We have a handful of fails like this. The other is they put in the slab for the back door when the route has 40' coaches, and now had 60' Its not uncommon around here to have to get off in a patch of grass or mud out the back door. The front door is usually always accessible tho.

However, enough complaints about a stop will get it fixed, theres a stop I know of that was the case.
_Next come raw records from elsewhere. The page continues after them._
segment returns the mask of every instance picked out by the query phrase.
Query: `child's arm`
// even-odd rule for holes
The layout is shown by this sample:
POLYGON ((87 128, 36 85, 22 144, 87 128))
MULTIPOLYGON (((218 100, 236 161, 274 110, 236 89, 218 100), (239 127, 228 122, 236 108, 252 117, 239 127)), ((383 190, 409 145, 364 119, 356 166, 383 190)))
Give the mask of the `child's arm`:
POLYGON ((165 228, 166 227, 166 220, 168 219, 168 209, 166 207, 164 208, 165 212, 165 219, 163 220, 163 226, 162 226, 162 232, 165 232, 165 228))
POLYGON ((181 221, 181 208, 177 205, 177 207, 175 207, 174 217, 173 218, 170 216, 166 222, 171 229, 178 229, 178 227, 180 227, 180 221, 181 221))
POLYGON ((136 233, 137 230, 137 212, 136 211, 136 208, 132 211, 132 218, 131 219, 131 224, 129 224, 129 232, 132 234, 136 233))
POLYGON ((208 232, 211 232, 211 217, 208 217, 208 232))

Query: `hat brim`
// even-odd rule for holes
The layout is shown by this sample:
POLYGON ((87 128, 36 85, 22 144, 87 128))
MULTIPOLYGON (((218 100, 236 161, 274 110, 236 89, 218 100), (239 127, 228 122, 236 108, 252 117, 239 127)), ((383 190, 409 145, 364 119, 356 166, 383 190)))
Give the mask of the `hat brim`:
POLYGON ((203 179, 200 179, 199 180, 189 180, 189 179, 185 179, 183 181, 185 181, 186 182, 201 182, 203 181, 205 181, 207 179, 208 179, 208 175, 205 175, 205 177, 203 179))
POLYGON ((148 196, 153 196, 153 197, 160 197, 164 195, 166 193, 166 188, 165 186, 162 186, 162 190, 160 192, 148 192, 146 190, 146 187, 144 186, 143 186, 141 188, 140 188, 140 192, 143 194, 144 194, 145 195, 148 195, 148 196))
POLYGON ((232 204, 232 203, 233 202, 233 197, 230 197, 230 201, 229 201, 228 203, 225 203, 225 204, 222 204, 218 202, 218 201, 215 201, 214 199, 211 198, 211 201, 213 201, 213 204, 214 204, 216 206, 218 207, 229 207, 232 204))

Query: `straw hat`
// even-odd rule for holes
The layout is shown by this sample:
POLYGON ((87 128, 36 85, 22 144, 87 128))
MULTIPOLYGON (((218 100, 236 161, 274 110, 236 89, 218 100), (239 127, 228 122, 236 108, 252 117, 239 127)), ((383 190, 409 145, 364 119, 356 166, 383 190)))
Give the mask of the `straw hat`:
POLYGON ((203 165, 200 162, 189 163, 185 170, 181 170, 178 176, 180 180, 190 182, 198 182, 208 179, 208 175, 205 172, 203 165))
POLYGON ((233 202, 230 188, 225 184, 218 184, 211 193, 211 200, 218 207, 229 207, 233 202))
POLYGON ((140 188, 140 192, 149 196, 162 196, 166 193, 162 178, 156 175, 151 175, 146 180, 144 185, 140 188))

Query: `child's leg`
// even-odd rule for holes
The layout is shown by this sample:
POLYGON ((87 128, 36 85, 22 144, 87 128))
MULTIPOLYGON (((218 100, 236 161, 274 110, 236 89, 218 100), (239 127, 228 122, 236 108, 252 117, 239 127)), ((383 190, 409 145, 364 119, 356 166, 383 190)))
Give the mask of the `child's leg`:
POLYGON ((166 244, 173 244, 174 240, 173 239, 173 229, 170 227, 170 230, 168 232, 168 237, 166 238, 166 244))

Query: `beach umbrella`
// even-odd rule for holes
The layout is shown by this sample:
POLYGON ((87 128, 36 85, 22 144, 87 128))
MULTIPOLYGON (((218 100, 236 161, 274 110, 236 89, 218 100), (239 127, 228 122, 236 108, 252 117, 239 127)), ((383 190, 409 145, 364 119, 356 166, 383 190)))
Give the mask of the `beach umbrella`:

It was redone by the city, they put in the pad for the front door, left the back door one a planter like substance, 3 weeks later a pad appeared where the back door usually lands.

Anonymous said...

What I like is placing a bus stop sign so close to the curb your mirror hits it.

That's incompetance in its finest hour.

Erik H. said...

I guess Portland didn't repeat the major fail of Seattle with the right-side mirrors on the DE60LFs being positioned so that they could take out all sorts of people, and had to put on really bright, flashing lights as the bus runs through the tunnel.

What is amazing is that there are literally thousands of bus stops in Portland that are unimproved, or have a sidewalk - and a planter strip, with no pad for the bus riders. You'd think - in Portland, of all places - that would never happen (or be very rare).

This, on the other hand, was specifically built by a transit agency for this. And they still screwed up! It isn't as though this was built like this and it was decided later on to put a bus stop here.